You can find out more about Linda at

Fibromiyalgia is a TMJ issue, an airway issue, and a meridian issue and if you put them all together, you can explain every symptom a person has.~ Linda Harris


WHAT CAUSES fibromyalgia?

According to the Mayo Clinic, Fibromyalgia is a disorder characterized by widespread musculoskeletal pain and is estimated to affect about 5 million US adults. The pain is most often accompanied by fatigue, sleep problems, difficulty concentrating, headaches, depression, and anxiety.

People with fibromyalgia may also have tenderness in the joints, muscles, tendons, and other soft tissues.

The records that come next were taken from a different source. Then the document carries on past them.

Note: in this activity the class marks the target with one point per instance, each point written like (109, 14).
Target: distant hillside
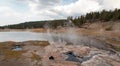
(103, 16)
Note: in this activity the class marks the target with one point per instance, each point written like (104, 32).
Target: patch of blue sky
(14, 4)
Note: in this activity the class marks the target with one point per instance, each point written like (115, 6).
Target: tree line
(103, 16)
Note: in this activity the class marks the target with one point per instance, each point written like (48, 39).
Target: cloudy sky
(17, 11)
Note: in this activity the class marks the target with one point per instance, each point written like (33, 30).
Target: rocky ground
(103, 50)
(42, 53)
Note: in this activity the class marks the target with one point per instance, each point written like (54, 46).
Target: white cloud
(52, 9)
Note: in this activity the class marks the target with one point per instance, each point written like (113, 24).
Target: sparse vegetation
(35, 57)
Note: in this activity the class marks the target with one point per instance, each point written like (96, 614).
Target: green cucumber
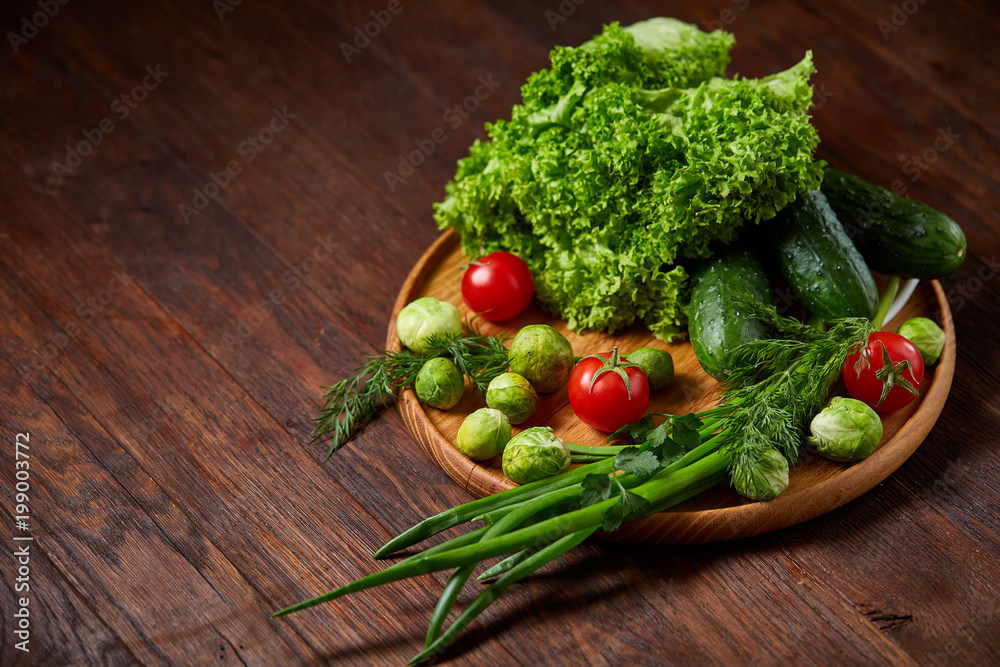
(715, 325)
(813, 253)
(897, 236)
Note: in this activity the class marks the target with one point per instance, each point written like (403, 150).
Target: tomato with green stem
(498, 286)
(607, 392)
(886, 373)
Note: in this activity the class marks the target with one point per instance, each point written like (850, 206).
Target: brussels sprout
(439, 383)
(846, 430)
(483, 434)
(926, 336)
(512, 395)
(535, 453)
(768, 479)
(425, 317)
(657, 364)
(543, 356)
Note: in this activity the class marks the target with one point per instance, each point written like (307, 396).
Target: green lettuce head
(846, 430)
(535, 453)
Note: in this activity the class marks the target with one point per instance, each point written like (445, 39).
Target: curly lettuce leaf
(628, 157)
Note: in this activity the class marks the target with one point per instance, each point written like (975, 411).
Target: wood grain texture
(177, 501)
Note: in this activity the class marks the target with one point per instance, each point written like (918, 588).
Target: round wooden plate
(817, 484)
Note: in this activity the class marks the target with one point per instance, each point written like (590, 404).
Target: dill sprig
(352, 403)
(778, 383)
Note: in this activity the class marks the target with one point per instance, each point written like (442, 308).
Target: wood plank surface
(166, 366)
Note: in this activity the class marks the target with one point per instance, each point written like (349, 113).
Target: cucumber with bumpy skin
(717, 327)
(897, 236)
(819, 261)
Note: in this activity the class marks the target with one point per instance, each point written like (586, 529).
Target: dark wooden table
(197, 231)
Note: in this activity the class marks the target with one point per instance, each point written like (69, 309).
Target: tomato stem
(615, 364)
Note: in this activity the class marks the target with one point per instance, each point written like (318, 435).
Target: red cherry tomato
(608, 403)
(498, 287)
(884, 386)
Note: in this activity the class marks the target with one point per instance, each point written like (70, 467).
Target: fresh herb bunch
(351, 404)
(778, 383)
(776, 386)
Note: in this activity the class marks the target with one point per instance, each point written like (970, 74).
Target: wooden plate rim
(700, 526)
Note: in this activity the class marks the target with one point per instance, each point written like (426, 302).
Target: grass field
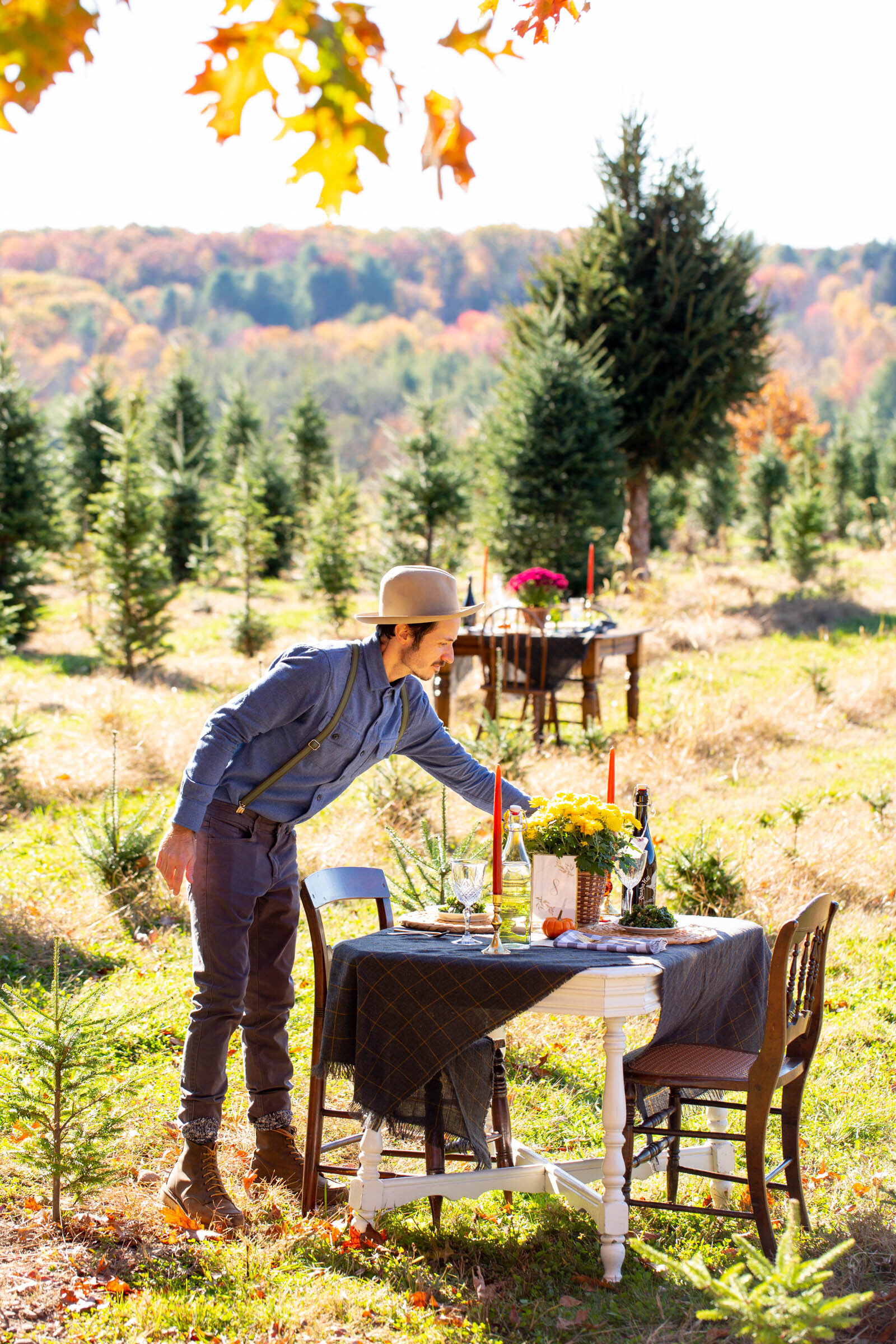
(753, 697)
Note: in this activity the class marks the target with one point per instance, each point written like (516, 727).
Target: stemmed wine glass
(466, 881)
(631, 866)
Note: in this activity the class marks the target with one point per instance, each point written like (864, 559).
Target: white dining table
(617, 995)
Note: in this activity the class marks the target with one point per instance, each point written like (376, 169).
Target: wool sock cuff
(200, 1131)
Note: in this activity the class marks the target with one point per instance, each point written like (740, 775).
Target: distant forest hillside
(368, 320)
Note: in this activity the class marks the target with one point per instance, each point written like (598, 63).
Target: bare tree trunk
(636, 526)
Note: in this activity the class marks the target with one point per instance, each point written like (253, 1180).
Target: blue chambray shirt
(257, 731)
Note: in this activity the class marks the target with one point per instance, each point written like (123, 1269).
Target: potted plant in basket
(575, 842)
(539, 590)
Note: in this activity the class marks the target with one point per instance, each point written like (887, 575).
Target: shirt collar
(372, 656)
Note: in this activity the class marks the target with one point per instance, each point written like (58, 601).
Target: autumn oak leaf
(39, 37)
(446, 139)
(474, 41)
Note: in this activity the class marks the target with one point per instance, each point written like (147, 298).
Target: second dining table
(402, 1011)
(594, 650)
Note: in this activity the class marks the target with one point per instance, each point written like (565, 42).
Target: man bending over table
(240, 858)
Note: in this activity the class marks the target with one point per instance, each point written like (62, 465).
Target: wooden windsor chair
(793, 1026)
(323, 889)
(508, 631)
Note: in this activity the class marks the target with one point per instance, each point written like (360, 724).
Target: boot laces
(211, 1175)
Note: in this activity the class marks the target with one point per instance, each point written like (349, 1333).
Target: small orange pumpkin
(554, 926)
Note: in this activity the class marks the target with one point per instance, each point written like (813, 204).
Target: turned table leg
(365, 1188)
(633, 663)
(723, 1155)
(615, 1210)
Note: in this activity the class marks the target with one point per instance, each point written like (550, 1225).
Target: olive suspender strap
(315, 744)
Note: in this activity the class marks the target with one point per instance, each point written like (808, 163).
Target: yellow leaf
(39, 37)
(446, 139)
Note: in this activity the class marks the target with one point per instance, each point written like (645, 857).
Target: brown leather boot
(277, 1159)
(197, 1188)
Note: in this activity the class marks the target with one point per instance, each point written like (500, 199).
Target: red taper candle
(497, 837)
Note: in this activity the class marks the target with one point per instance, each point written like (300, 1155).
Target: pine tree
(240, 432)
(841, 480)
(715, 492)
(62, 1079)
(182, 416)
(27, 502)
(426, 502)
(86, 451)
(312, 458)
(334, 545)
(671, 291)
(183, 507)
(246, 535)
(278, 499)
(551, 445)
(802, 526)
(128, 536)
(766, 486)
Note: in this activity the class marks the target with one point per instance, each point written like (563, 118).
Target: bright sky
(787, 105)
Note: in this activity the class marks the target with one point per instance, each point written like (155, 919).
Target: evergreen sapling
(136, 575)
(61, 1084)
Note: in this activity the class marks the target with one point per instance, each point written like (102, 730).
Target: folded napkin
(637, 946)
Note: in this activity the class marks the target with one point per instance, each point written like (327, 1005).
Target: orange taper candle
(497, 837)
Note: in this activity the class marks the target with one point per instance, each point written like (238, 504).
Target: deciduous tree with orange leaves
(777, 409)
(335, 64)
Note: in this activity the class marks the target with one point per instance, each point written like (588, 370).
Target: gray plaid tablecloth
(399, 1012)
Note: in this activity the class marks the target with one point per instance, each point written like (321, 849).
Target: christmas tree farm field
(758, 707)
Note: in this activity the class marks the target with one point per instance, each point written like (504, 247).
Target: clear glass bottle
(516, 911)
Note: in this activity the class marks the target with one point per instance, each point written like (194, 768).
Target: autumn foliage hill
(370, 319)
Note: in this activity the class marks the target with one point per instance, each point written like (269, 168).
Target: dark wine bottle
(645, 894)
(469, 601)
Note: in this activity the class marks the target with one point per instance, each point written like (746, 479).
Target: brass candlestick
(496, 948)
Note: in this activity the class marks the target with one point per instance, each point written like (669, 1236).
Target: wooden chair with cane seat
(521, 667)
(793, 1025)
(323, 889)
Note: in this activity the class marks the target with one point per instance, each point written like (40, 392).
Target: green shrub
(702, 878)
(777, 1301)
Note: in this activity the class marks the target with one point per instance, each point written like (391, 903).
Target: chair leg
(792, 1099)
(757, 1119)
(435, 1141)
(314, 1133)
(628, 1143)
(675, 1147)
(501, 1116)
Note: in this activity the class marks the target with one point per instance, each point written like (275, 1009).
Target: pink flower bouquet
(538, 586)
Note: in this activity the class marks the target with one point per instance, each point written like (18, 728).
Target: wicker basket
(590, 890)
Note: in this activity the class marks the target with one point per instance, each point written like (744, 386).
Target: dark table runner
(402, 1011)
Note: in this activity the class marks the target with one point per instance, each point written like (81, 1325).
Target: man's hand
(176, 857)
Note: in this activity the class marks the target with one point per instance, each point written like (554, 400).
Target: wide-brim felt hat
(412, 595)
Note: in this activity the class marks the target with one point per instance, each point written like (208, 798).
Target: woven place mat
(683, 933)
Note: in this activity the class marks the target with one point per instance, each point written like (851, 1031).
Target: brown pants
(244, 909)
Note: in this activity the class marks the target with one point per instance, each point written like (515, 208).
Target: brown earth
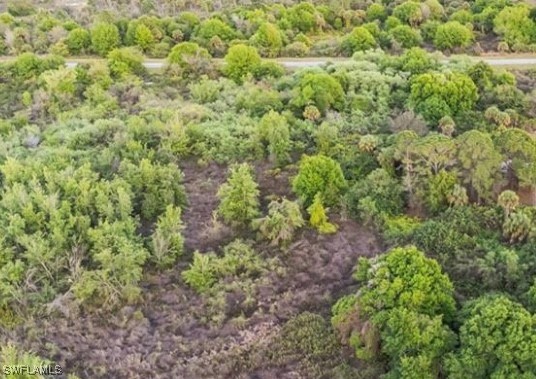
(175, 333)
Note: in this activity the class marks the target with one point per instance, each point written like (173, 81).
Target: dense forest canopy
(289, 29)
(370, 218)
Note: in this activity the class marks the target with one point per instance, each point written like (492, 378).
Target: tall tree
(478, 161)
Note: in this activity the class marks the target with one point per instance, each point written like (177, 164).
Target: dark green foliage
(239, 196)
(104, 38)
(359, 40)
(435, 95)
(240, 61)
(384, 191)
(497, 339)
(320, 90)
(125, 61)
(319, 174)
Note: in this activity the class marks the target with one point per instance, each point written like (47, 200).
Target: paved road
(304, 62)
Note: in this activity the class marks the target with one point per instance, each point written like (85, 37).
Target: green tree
(240, 61)
(104, 38)
(211, 28)
(283, 219)
(319, 174)
(519, 147)
(239, 196)
(273, 129)
(318, 217)
(167, 240)
(514, 25)
(435, 95)
(144, 38)
(508, 201)
(78, 41)
(359, 39)
(189, 58)
(409, 12)
(451, 35)
(268, 39)
(406, 36)
(479, 162)
(125, 61)
(400, 310)
(319, 89)
(404, 278)
(376, 11)
(497, 340)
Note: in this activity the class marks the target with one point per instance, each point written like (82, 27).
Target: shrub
(283, 219)
(268, 40)
(319, 175)
(167, 240)
(190, 58)
(78, 41)
(239, 196)
(104, 38)
(240, 61)
(125, 61)
(214, 27)
(318, 217)
(451, 35)
(296, 49)
(201, 275)
(359, 39)
(319, 89)
(273, 129)
(406, 36)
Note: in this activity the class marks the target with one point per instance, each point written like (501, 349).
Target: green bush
(167, 240)
(126, 61)
(406, 36)
(283, 219)
(78, 41)
(319, 89)
(239, 196)
(451, 35)
(190, 58)
(322, 175)
(359, 39)
(201, 274)
(104, 38)
(240, 61)
(268, 39)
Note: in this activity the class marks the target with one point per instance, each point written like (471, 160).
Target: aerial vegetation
(227, 216)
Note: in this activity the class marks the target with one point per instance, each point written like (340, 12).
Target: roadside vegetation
(374, 218)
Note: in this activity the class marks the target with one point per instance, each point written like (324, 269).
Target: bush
(273, 128)
(167, 240)
(296, 49)
(319, 175)
(318, 89)
(359, 39)
(201, 275)
(190, 58)
(104, 38)
(239, 196)
(318, 217)
(451, 35)
(283, 219)
(268, 39)
(126, 61)
(240, 61)
(406, 36)
(78, 41)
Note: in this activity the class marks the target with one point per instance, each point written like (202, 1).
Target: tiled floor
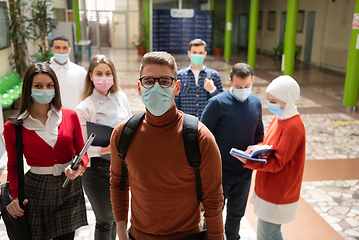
(329, 204)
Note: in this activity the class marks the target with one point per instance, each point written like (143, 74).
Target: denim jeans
(268, 231)
(236, 187)
(96, 182)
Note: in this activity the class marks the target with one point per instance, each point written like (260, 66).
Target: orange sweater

It is believed that symptoms begin after major events such as surgery, physical trauma, a major infection, or PTSD/psychological stresses. Women are more likely than men to develop symptoms and symptoms can come on immediately or more gradually over time.


According to a study in the National Library of Medicine, Fibromyalgia is associated with symptoms such as fatigue and dyspnea, which may impact or lead to changes in the respiratory system. The study showed that those with symptoms had lower respiratory muscle endurance, inspiratory muscle strength, and thoracic mobility than healthier subjects.

Many with the condition experience moments of being "air hungry" where they find it difficult to breathe or take a deep breath.

While formerly classified as an inflammatory musculoskeletal disease, it is not considered to be an illness that primarily affects the central nervous system.